New York Post
With every passing day, the Trump administration’s effort to bring about an end to the war in Ukraine through a real estate-like deal, swapping land for peace, looks increasingly futile.
No amount of flattery or concessions to Russia can change the fact that Vladimir Putin is not interested simply in establishing control over some contested territories, supposedly populated by Russian speakers.
He wants to end Ukraine’s existence as an independent nation, capable of charting its own course without the Kremlin’s boot on its neck.
Earlier this week, Russia violated the partial ceasefire of attacks on energy infrastructure by bombing energy facilities in Kherson.
“Not long ago I said we’d grind [Ukraine] down,” Putin then declared on Friday, “now it looks like we’ll finish them off.”

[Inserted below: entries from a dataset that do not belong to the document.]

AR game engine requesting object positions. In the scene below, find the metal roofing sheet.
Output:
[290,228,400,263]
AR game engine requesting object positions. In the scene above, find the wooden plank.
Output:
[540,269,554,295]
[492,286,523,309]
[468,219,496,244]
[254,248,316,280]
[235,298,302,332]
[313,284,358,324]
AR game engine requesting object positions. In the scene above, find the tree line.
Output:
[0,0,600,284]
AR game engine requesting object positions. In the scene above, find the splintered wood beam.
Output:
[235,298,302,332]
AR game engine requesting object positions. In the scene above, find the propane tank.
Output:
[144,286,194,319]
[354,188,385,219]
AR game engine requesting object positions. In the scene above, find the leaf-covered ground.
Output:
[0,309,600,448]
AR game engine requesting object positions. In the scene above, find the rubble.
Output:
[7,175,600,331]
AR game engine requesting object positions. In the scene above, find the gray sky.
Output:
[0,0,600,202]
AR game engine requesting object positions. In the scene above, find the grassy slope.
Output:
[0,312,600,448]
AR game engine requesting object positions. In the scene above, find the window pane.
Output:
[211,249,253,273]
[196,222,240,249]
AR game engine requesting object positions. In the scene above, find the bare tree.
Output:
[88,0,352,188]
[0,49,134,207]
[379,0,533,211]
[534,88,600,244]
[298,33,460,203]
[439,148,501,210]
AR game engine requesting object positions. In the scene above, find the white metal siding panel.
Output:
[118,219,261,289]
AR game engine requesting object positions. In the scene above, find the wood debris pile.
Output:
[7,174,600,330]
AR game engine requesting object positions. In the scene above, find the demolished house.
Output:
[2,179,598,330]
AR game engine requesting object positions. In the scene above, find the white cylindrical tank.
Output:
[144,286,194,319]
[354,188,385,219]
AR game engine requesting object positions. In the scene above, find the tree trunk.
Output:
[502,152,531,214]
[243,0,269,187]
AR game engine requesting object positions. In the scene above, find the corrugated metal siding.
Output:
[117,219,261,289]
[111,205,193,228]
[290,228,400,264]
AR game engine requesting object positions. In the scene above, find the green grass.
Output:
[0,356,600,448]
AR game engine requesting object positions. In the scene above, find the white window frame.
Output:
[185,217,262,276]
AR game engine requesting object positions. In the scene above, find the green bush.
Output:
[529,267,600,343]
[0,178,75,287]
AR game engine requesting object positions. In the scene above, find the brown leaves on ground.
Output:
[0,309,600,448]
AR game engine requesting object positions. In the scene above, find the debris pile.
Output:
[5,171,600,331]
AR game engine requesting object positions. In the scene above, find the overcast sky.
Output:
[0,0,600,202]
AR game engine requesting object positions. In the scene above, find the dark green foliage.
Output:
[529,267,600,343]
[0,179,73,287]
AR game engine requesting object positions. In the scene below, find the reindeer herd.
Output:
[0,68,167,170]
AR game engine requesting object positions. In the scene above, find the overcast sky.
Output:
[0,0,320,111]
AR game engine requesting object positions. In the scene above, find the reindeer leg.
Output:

Together with a relentless, daily pounding of Ukrainian cities, it should not be difficult for President Trump to see that he is dealing with an untrustworthy, bad-faith actor who must be stopped and deterred — not accommodated or befriended.
Yet, accommodation seems to be a preferred route for many in the administration, presumably including for President Trump’s special envoy to the Middle East, Steve Witkoff, now also in charge of negotiations with Russia.
In the course of his interview with Tucker Carlson, Witkoff waxed lyrical about the putative affection that Putin, a reputed manipulator and former KGB officer, harbored for President Trump.
“When the president was shot,” he said, Putin supposedly “went to his local church and met with his priest and prayed” — before commissioning a “beautiful painting” of the US president.
Worse yet, any visible progress in the negotiations in Saudi Arabia seems to be coming at the price of significant US concessions to the Kremlin.
While Ukrainians accepted the idea of a partial ceasefire in the Black Sea essentially without conditions, US negotiators had to lure Russia by offering to restore Russian access to world grain and fertilizer markets — including by reconnecting Russian banks to the global, US dollar-dominated, financial system.
The war in Ukraine may sometimes seem static and thus pointless — but the picture from the battlefield hides its fundamental unsustainability for Russian public finances.
With deflated oil and gas revenue, a labor shortage, and interest rates above 20%, the Russian economy and its military production are bound to hit a wall in the coming year or two.
Bailing them out now, to produce a partial ceasefire or a peace deal that Putin will promptly break, is bad policy.
Nor is it true that Putin is doing “what anyone else would do,” as President Trump recently put it.
Russian authorities have abducted between 20,000 and 35,000 Ukrainian children to Russia, changing their names and dates of birth, indoctrinating them, and recruiting teenage boys into the Russian military.
Once again, Putin is not interested in land.
He is interested in turning Ukraine into an integral part of Russia, or its appendage — an obedient Belarus-like statelet under an autocratic pro-Kremlin leadership.
Hence the insistence, unfortunately embraced by some in the US administration, on an early election or a replacement of President Zelensky with a “transitional administration,” as Putin put it on Friday.292
Putin’s hand is weaker than it appears, and it is not too late for the Trump administration to change course.
Doing the same thing over and over and expecting different results, they say, is the definition of insanity.
In contrast, continuing in the current advances — promising a normalization of the US-Russia relationship or agreeing to the Kremlin’s increasingly brazen demands, including on the withdrawal of Western military support for Ukraine and ruling out a NATO-led peacekeeping force — only makes the United States look weak and ineffectual.